Надежда заново обрести счастье в Америке не оправдалась. Микасе не нравилась жизнь ни в Нью-Йорке, ни в Сан-Франциско. Для девочки из размеренной, полусонной Сигансины не подходил бурный ритм штатов. Но Микаса осваивала всё новые виды манипуляций мужем, и ему пришлось позволить ей участвовать в делах своей компании. Совсем чуть-чуть, чтобы не зазнавалась. Суматоха позволила Микасе почувствовать себя нужной. Вадим знал, что у жены крепкий и практичный ум, что она не станет обузой, но это и страшило его ― он боялся потерять над ней контроль, допустить её независимость. Не мог потерять её.

В тот год Микаса набралась смелости и позвонила Армину. Она рыдала в трубку и просила прощения, а он извинялся в ответ и слёзно бормотал, что любит её и очень скучает. Возобновление связи с близким другом вернуло ей немного равновесия.
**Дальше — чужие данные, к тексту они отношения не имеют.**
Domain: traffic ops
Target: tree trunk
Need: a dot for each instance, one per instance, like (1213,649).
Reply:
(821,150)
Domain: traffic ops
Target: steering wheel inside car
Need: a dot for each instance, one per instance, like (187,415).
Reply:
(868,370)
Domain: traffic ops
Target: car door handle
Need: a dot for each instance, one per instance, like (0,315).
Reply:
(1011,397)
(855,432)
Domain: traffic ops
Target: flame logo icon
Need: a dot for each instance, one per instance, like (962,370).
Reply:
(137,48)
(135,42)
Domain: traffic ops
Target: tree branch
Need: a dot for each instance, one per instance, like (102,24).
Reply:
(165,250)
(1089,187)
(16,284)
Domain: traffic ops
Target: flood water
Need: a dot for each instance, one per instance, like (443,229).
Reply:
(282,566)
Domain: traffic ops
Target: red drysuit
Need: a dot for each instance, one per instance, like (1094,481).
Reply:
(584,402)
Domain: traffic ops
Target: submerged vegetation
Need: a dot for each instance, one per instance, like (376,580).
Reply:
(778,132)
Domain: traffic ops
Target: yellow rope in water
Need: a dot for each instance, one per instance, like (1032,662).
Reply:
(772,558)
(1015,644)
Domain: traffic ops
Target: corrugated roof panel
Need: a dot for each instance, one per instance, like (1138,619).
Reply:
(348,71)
Но признаваться, что не может поступить в университет из-за мужа, она стыдилась, особенно, когда Арлерт хвастался успехами в учёбе и планами по разработке с однокурсником собственной компьютерной игры. «Зато мой милый задрот стесняется болтать о том, что до сих пор девственник, ― хоть какой-то баланс!» ― печально смеясь, размышляла Микаса.

Они не говорили об Эрене. И Микаса не искала его фото в социальных сетях на страницах школьных друзей. Стоило ей лишь увидеть превью, где мелькало размытое родное лицо, она закрывала глаза и проматывала страницу. Она знала, что если позволит себе прикоснуться к нему хотя бы взглядом, то уколется больнее, чем шипом обидчивых роз. Микасе было страшно, что его весёлый взгляд напомнит ей о мечтах, от которых она отказалась, напомнит об отвергнутой искренности. Этот взгляд спросил бы её: «Ну, что, довольна своим проклятым выбором?»